$L^p \subset L^q$ Let $(X,M,\mu)$ be a measure space.
Let $\Omega \subset X$ be a measurable set.
We have $L^2(\Omega) \subset L^1(\Omega)$ .
Can we have that $\mu(\Omega)< \infty $ ?
 A: Note that every set mentioned below is assumed to be measurable.
Presumably you know that if $\mu(\Omega)<\infty$ then $L^2\subset L^1$, and meant to ask about the converse.
As @zhw comments, letting $X$ be a singleton of infinite measure gives a counterexample. In fact any counterexample must be wacky in an analogous way:
Theorem Suppose $\mu$ is a measure on $\Omega$. Then $L^2(\mu)\subset L^1(\mu)$ if and only if $\Omega=A\cup B$ where $A\cap B=\emptyset$, $\mu(A)<\infty$, and $\mu(E)$ is $0$ or $\infty$ for every $E\subset B$.
Proof: One direction is trivial: If $\Omega=A\cup B$ as above and $f\in L^2$ then $f=0$ almost everywhere on $B$ and Cauchy-Schwarz shows that $$\int_A|f|\le\mu(A)^{1/2}||f||_2.$$
Suppose then that $L^2\subset L^1$. Let $$\alpha=\sup\{\mu(E):\mu(E)<\infty\}.$$The key fact is that $$\alpha<\infty.$$It's not that hard to show this directly, but possibly tedious. Here's a cute proof: The Closed Graph Theorem shows that there exists $c$ so that $||f||_1\le c||f||_2$ for every $f\in L^2$. Now if $\mu(E)<\infty$ let $f=\chi_E$; then $||f||_1\le c||f||_2$ says $\mu(E)\le c^2$.
Now let $(A_n)$ be a sequence of sets with $$\alpha-\frac1n<\mu(A_n)<\infty.$$Since $\mu\left(\bigcup_{n=1}^N\mu(A_n)\right)<\infty$, the definition of $\alpha$ shows that $$\mu\left(\bigcup_{n=1}^N\mu(A_n)\right)\le\alpha.$$So if we let $A=\bigcup_{n=1}^\infty A_n$ then $\mu(A)=\alpha$. Let $B=\Omega\setminus A$, and it's easy to verify that $A$ and $B$ have the properties claimed.
A: If $\mu(\Omega)<\infty$ then $L^2(\Omega) \subset L^1(\Omega)$. One proof of this is to use Cauchy-Schwarz. This still works when we replace $2$ with $p>1$, but now the inequality is attributed to Holder instead.
If $\mu(\Omega)=\infty$ then either there is an atom of infinite measure or there are sets of arbitrarily large finite measure. (This "or" is inclusive.) An atom of infinite measure creates no distinctions between $L^p$ spaces; any $L^p$ function must be zero on the atom regardless of what $p$ is. So if that's the only reason that $\mu(\Omega)=\infty$, then $L^2(\Omega)$ is still a subset of $L^1(\Omega)$.

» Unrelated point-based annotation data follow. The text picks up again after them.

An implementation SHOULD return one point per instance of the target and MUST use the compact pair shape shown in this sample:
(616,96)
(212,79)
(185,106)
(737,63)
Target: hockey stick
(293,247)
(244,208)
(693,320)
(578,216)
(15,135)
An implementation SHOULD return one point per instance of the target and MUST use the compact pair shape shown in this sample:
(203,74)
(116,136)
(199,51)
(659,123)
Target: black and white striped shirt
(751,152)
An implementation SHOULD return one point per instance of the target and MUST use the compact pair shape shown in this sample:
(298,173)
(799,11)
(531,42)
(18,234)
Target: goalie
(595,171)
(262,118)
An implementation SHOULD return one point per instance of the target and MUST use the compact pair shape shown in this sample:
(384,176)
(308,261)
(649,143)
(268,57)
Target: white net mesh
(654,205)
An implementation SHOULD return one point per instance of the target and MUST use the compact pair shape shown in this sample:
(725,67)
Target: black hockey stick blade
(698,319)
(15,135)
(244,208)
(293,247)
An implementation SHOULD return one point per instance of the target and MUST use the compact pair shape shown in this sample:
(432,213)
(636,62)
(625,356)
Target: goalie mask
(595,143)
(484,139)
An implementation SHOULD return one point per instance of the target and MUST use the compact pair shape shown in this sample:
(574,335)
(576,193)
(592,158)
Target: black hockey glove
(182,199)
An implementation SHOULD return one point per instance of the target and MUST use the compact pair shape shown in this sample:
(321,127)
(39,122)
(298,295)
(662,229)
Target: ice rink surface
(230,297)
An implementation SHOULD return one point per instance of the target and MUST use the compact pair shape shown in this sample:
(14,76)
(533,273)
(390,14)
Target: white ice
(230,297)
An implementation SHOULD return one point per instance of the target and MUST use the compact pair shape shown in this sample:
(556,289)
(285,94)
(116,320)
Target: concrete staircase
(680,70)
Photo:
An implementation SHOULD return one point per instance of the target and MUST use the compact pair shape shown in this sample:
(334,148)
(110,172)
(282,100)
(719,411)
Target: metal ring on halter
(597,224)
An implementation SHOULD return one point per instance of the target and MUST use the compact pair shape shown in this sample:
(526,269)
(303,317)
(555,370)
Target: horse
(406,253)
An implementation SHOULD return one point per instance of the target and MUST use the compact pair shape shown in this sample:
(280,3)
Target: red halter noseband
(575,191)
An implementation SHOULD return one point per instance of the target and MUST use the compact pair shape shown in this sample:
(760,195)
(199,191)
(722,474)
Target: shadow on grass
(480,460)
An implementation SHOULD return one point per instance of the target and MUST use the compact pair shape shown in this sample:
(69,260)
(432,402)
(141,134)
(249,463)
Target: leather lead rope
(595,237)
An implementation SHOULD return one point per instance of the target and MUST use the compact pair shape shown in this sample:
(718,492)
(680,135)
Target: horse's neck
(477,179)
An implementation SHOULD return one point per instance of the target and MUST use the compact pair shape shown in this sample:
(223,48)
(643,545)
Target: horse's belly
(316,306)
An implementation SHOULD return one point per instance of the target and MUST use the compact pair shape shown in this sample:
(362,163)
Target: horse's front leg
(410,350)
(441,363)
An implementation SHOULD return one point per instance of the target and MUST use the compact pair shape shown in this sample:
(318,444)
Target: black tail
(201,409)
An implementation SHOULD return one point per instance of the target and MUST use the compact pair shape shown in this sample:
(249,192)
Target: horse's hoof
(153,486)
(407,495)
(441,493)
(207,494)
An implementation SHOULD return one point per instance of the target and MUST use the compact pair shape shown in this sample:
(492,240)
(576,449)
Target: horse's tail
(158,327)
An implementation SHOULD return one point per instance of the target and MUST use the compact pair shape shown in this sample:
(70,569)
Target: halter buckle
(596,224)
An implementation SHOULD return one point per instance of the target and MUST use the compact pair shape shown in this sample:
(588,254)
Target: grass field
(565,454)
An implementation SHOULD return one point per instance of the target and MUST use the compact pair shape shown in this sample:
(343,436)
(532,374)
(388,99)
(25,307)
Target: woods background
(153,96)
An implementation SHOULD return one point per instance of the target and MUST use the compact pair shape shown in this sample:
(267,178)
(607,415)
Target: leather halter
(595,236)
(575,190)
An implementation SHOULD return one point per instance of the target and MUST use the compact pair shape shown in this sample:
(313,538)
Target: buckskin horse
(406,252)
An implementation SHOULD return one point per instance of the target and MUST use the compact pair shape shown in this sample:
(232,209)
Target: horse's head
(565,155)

Now we have the actual claim: if there are sets of arbitrarily large finite measure, then $L^2 \setminus L^1$ is nonempty. To see why that "should" be the case, suppose $A_n$ are sets with $m(A_n) \to \infty$ and define $f_n$ to be $\frac{1}{m(A_n)}$ on $A_n$ and zero elsewhere. Then $\int |f_n|=1$ but $\int f_n^2=\frac{1}{m(A_n)}$. So $\frac{\int |f_n|}{\int f_n^2}=m(A_n)$. Thus $f \mapsto \frac{\int |f|}{\int f^2}$ is not a bounded function on $(L^1 \cap L^2) \setminus \{ 0 \}$. Now we can't just take a pointwise limit of such things to get something in $L^2 \setminus L^1$, because the pointwise limit will just be zero. So we have to be a bit more clever about it.
But we can work around that, by "remembering" what we have already done rather than "forgetting" it, which is what would happen if we just took a pointwise limit in the way above. Obtain a sequence of disjoint sets of finite measure but whose measures are growing so rapidly that the sum of their reciprocals converges. For instance we can take $m(A_n) \geq 2^n$. Then make $f=\frac{1}{m(A_n)}$ on $A_n$ and zero elsewhere. You have $\int |f|=\sum 1 = \infty$ but $\int f^2 \leq \sum 2^{-n}<\infty$.